- Code Commit - http://www.codecommit.com/blog -

Universal Type Inference is a Bad Thing

Posted By Daniel Spiewak On April 9, 2008 @ 12:00 am In Scala | 16 Comments

Recently, Scala has been wowing developers with its concise syntax and powerful capabilities, but perhaps its most impressive feature is local type inference.  When the intended type for an element is obvious, the Scala compiler is able to make the inference and there is no need for any additional type annotations. 

While this is extremely useful, it falls quite a bit short of the type inference mechanisms available in other languages such as Haskell and ML.  Many people have pointed out that Scala doesn’t go as far as it could in its inference, forcing the use of type annotations when the type could easily be inferred by the compiler.  To understand this claim, it’s necessary to consider an example from a language which does have such universal type inference.  Consider the following function:

fun sum nil init = init 
 | sum (hd::tail) init = hd + (sum tail init)

For those of you not familiar with ML or its derivatives, this is a simple curried function which traverses a given list, adding the values together with an initial value given by init.  Obviously, it’s a contrived example since we could easily accomplish the above using a fold, but bear with me. 

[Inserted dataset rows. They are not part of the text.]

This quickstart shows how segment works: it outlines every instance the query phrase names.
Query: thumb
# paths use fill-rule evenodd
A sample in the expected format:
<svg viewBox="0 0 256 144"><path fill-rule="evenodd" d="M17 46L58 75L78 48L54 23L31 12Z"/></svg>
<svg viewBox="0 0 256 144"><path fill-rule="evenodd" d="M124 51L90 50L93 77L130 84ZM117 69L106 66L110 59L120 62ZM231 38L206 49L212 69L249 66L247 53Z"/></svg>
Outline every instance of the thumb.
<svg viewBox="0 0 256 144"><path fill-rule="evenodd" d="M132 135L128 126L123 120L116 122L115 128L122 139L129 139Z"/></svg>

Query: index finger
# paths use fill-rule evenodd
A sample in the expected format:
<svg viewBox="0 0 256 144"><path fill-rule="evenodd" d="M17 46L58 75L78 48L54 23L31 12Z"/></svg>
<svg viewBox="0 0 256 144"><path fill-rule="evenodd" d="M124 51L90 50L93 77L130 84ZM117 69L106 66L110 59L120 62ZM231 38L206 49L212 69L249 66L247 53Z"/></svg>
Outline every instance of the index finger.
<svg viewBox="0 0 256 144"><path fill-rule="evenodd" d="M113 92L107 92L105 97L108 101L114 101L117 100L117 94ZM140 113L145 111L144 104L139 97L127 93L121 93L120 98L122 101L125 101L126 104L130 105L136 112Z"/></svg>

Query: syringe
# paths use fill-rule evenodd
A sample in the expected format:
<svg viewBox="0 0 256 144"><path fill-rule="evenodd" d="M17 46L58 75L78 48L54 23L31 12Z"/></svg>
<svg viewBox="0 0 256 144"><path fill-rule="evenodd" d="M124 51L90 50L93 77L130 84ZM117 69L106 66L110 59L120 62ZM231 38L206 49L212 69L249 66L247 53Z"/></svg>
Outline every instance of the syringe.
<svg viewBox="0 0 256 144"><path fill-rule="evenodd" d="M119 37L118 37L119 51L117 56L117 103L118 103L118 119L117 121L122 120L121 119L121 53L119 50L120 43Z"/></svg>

The function has the following type signature: int list -> int -> int.  That is to say, the ML compiler is able to infer the only possible type which satisfies this function.  At no point do we actually annotate any specific nominal type.  Clarity aside, this seems like a pretty nifty language feature.  The ML compiler actually considers the whole function when inferring type, so its inferences can be that much more comprehensive.  Scala of course has type inference, but far less universal.  Consider the equivalent function to the above:

def sum(list:List[Int])(init:Int):Int = list match {
    case hd::tail => hd + sum(tail)(init)
    case Nil => init

Obviously, this is a lot more verbose than the ML example.  Scala’s type inference mechanism is local only, which means that it considers the inference on an expression-by-expression basis.  Thus, the compiler has no way of inferring the type of the list parameter since it doesn’t consider the full context of the method.  Note that the compiler really couldn’t say much about this method even if it did have universal type inference because (unlike ML) Scala allows overloaded methods and operators.

Because of the relative verbosity of the Scala example when compared to ML, it’s tempting to claim that ML’s type inference is superior.  But while ML’s type inference may be more powerful than Scala’s, I think it is simultaneously more dangerous and less useful.  Let’s assume that I was trying to write the sum function from above, but I accidentally swapped the + operator for a :: on the second line:

fun sum nil init = init 
 | sum (hd::tail) init = hd :: (sum tail init)

The ML compiler is perfectly happy with this function.  Such a small distinction between the two, but in the case of the second (incorrect) function, the type signature will be inferred as the following: 'a list -> 'a list -> 'a list (the 'a notation is equivalent to the mathematical ).  We’ve gone from a curried function taking an int list and an int returning an int value to a function taking two list values with arbitrary element types and returning a new list with the same type; and all we did was change two characters.

By contrast, the same mistake in Scala will lead to a compiler error:

def sum(list:List[Int])(init:Int):Int = list match {
    case hd::tail => hd :: sum(tail)(init)    // error
    case Nil => init

The error given will be due to the fact that the right-associative cons operator (::) is not defined for type Int.  In short, the compiler has figured out that we screwed up somewhere and throws an error.  This is very important, especially for more complicated functions.  I can’t tell you how many times I’ve sat and stared at a relatively short function in ML for literally hours before figuring out that the problem was in a simple typo, confusing the type inference.  Of course, ML does allow type annotations just like Scala, but it’s considered to be better practice to just allow the compiler to infer things for itself.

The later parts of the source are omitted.